# My Trix Express



## 280A (Apr 2, 2013)

Hi, 

I opened this thread to show some of my modelrailroad stuff.

Two years ago I bought some bakelite Trix Express track.
It's 3-rail H0 (1/87) and was made in 1935 in Germany.
This track was far ahead of it's time with an easy ‘snap on-snap off’ locking system, and is secured with clamps.

I like the look of it !


----------



## 280A (Apr 2, 2013)

I didn't trusted the old transformers from 1935, so bought one from 1965, with a plastic housing.


----------



## 280A (Apr 2, 2013)

When the bakelite track came out in 1935, there was also a station made of wood, Trixstadt with catalogue number 20/270, see first pic.

Unfortunately very few have survived time, and these are not for sale.
So I made a replica. As an example I used photos of the original that I found on the net.
The most difficult part was the printings. 
It took me a lot of time to make replica's of the original posters (with Adobe Illustrater and Photoshop).


----------



## 280A (Apr 2, 2013)

I made a small test oval so I can run some trains. 

I bought this E 10 003 loco that was on the cover of the 1955 catalogue.
And 3 Touropa coaches, also from 1955.
The loco is diecast and weighs a ton, the coaches are tinplate. The loco runs great on the old bakelite track. 

I also have a photo of the E 10 003 in real life, that was taken on August 29, 1966 in Nürnberg – Germany. 
It sure is a mighty looking machine !


----------



## 280A (Apr 2, 2013)

And I made this short vid ...


----------



## Milton Fox Racing (May 27, 2014)

Awesome work and photography! :thumbsup:

Great to see old stock running so smoothly! :cheers2:


----------



## 280A (Apr 2, 2013)

Thanks Bro ! 

Today I'm running my Trix Express V200 loco's in double traction. 
These loco's (catalogue number 761) are from 1958 but after 60 years still are great runners.
The paint is also in excellent condition and I like to keep them this way.

(I also added a photo of the real thing.)


----------



## phrankenstign (Nov 29, 1999)

I'd never heard of that brand before. I also had never seen 3-rail HO track either.


The detail appears to be very good on those trains.


That's very nice work on the station!


----------



## 280A (Apr 2, 2013)

New addition ! Trix Express Mat ’54 (aka the Dognose).
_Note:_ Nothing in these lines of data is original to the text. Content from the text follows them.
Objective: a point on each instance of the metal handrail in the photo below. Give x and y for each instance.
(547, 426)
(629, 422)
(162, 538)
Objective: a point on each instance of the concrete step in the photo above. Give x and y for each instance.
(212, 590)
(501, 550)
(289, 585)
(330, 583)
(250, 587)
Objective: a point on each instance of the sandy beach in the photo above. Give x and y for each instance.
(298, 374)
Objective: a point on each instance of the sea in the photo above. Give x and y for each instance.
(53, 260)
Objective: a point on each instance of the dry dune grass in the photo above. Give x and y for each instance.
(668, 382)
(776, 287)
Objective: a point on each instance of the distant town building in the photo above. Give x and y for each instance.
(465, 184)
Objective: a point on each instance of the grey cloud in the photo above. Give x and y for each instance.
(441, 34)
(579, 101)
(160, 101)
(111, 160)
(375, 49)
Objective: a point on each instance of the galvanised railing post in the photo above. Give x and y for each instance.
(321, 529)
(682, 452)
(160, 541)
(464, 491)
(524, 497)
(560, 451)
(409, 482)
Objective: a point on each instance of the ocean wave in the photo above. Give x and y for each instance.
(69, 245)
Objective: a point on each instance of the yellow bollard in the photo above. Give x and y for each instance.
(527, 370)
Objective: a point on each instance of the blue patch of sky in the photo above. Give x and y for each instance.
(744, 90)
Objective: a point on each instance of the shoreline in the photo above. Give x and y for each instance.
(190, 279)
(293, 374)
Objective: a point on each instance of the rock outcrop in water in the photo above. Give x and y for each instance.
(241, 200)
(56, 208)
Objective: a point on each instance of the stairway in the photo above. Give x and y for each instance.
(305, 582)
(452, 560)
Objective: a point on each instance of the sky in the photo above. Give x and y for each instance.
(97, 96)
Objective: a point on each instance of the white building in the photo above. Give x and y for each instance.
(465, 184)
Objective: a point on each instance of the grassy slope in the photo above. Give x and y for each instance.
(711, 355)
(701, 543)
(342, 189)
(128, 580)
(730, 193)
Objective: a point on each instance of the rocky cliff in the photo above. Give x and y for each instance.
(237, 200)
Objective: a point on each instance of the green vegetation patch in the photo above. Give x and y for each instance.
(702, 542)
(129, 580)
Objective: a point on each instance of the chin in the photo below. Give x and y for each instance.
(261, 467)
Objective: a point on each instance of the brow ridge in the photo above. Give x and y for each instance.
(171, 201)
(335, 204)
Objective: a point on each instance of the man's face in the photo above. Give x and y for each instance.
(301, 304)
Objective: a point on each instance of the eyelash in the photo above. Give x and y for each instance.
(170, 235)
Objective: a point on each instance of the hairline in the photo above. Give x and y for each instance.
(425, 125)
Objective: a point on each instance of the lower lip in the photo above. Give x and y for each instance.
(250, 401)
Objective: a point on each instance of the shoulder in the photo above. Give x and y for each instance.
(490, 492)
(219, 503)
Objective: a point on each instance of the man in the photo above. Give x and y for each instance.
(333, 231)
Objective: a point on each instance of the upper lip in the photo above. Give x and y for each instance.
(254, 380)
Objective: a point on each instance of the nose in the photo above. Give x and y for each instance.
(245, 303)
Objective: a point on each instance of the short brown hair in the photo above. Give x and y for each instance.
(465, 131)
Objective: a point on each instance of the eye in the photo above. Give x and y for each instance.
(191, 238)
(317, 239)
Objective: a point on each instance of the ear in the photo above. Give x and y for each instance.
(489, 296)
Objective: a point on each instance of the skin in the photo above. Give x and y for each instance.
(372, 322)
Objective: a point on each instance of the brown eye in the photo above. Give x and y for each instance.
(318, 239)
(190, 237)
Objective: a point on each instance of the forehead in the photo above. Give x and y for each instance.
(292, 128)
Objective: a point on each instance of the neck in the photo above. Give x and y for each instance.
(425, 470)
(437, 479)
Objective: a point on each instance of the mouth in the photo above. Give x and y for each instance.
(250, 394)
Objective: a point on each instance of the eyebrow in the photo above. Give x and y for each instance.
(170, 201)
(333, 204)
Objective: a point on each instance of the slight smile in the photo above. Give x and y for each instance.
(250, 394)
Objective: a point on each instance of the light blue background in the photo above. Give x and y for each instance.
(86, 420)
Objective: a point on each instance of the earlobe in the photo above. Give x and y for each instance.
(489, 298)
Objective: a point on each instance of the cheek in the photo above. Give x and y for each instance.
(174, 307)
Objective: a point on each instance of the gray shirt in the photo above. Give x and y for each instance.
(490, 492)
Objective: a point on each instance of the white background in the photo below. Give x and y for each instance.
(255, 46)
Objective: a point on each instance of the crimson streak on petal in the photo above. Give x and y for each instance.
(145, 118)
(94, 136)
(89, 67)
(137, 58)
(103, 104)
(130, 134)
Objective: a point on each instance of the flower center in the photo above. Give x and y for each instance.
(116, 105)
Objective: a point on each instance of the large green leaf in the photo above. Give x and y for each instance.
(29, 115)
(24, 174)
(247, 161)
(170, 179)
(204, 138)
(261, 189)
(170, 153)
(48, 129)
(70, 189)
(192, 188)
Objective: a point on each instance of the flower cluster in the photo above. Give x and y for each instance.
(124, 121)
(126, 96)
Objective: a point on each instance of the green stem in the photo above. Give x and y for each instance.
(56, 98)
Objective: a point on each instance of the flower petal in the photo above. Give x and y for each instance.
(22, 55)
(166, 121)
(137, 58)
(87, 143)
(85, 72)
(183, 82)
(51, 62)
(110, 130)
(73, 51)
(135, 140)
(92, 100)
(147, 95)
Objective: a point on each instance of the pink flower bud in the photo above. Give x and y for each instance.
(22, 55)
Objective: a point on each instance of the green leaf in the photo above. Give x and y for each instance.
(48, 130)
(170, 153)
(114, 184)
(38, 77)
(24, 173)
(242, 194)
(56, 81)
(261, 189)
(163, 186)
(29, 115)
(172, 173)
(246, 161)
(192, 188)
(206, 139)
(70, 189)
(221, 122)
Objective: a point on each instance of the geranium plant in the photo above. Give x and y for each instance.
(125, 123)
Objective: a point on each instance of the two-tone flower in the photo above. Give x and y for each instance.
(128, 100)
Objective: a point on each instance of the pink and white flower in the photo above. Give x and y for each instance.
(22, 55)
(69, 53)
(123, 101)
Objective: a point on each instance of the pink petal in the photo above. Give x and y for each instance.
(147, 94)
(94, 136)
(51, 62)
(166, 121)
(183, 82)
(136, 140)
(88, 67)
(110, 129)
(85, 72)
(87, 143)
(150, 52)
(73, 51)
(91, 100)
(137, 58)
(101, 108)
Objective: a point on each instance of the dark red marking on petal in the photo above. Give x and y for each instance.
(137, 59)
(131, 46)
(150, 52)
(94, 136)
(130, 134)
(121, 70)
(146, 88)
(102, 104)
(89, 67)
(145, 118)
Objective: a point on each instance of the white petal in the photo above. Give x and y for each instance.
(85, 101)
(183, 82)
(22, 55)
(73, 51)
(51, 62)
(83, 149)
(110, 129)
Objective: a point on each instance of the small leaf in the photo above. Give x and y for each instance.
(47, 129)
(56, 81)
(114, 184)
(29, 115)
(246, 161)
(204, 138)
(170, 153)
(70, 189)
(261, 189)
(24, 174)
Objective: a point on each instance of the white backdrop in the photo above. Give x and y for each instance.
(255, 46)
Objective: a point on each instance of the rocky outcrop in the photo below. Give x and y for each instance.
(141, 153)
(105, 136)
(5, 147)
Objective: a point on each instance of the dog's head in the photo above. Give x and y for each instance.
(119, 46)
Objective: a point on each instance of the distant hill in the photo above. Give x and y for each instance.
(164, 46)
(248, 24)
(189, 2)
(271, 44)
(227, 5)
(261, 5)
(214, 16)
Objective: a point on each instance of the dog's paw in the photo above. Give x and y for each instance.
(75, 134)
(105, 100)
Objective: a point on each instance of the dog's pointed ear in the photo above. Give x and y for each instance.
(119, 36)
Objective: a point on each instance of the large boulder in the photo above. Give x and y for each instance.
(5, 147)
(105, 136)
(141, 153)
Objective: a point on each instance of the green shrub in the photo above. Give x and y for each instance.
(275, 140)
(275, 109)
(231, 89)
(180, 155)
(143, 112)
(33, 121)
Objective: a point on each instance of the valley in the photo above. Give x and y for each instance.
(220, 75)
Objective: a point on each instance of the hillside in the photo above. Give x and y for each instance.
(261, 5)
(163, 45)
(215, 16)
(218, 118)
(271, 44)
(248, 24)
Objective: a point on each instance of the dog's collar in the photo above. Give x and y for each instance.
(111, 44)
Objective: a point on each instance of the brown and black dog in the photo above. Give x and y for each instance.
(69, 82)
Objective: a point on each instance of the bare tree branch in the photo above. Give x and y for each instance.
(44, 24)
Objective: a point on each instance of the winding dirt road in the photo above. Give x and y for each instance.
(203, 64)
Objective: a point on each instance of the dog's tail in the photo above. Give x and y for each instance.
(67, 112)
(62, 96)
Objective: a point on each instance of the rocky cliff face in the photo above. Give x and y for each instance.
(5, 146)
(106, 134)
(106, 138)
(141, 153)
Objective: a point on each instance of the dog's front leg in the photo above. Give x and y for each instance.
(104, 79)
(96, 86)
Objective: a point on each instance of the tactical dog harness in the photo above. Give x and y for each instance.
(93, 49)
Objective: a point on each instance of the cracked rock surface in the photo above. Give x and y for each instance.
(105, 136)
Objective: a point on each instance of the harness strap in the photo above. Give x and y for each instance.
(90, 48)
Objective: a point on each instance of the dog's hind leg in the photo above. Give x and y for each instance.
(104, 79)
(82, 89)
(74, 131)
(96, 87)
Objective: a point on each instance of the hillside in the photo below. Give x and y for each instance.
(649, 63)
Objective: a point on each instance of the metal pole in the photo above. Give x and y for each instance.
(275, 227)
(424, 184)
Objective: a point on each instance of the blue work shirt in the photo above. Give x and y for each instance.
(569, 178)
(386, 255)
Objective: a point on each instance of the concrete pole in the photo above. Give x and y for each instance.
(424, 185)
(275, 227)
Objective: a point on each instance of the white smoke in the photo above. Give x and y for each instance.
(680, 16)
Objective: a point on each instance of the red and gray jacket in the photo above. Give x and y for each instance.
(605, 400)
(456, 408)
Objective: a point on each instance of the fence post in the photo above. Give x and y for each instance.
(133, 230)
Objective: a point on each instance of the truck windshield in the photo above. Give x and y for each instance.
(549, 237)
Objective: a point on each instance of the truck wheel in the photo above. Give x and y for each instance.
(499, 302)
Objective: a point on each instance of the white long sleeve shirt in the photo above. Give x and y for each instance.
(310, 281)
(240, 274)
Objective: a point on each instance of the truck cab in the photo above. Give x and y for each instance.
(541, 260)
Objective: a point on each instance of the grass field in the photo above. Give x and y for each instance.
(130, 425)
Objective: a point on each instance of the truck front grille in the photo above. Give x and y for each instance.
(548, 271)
This Dutch railcar was in the Trix Express program from 1962 to 1965.

The 1:1 prototype was really something and was - in my eyes - by far the best looking train Holland ever had.


----------



## Milton Fox Racing (May 27, 2014)

Nice! :thumbsup:


----------



## phrankenstign (Nov 29, 1999)

I'm very impressed by the detail.


Trix Express did an excellent job with that Dognose.


Is that company still in business?


----------



## Milton Fox Racing (May 27, 2014)

https://www.trixtrains.com/ :thumbsup:


----------



## 280A (Apr 2, 2013)

*Signal tower kits.*

Hello, 

I like to show my lastest builds of Vollmer kit 5731 'signal tower Moosbach' and Kibri kit 9487 'signal tower Marbach'.

The signal tower at Marbach am Neckar on the line 'Ludwigsburg - Backnang' in Baden-Württemberg (Germany) was the real-world basis for these Vollmer and Kibri (H0) models.

On the internet I found some sort of scale drawing where the tower was located on the Marbach rail yard, but I can't find the Marbach tower on google earth, so it's probably teared down years ago.
Both kits were new items in 1961 and are still in the Vollmer-Viessmann and Kibri-Viessmann program today.

I built both kits straight out of the box, no weathering and no additional parts, although I was tempted to add a signal box interior kit to the Vollmer model. 
The Kibri kit does has an signal tower interior, but the plastic Kibri windows aren't very transparent so you can hardly see it.

The fittings of the Vollmer parts are perfect, and of the Kibri kit good (but not great).

Although both kits have the same prototype, they look remarkably different.
The Kibri model is an almost 100% true copy, however Vollmer gave their own slightly more romantic interpretation to the kit.

I like both models just as much and they will get a nice spot on my new Trix Express layout. 

Marco


----------



## pjedsel (Mar 30, 2011)

I has a number of the Vollmer kits back in my HO train days - thinking some of those are still packed away. I am familiar with the Trix trains in as much as reading articles and enjoying pictures of them in model railroad magazines in past years. Enjoying the building of your layout and the trains you have shared.


----------



## 280A (Apr 2, 2013)

Thanks mate ! 

My latest addition is station Reichenbach from Pola (H0 B-651).
This kit is already listed in the 1968 Quick-Pola catalog I have, with a nice picture of the 1:1 prototype.
Station Reichenbach in Switzerland, on the line Spiez-Kandersteg, was the real-world basis for this Pola kit.
The 1:1 station was built in 1964 and teared down in 2016-2017.

I really like the model and have been looking for this kit for quite some time and when I found it on a Spanish auction site, a dream came true. 

Marco


----------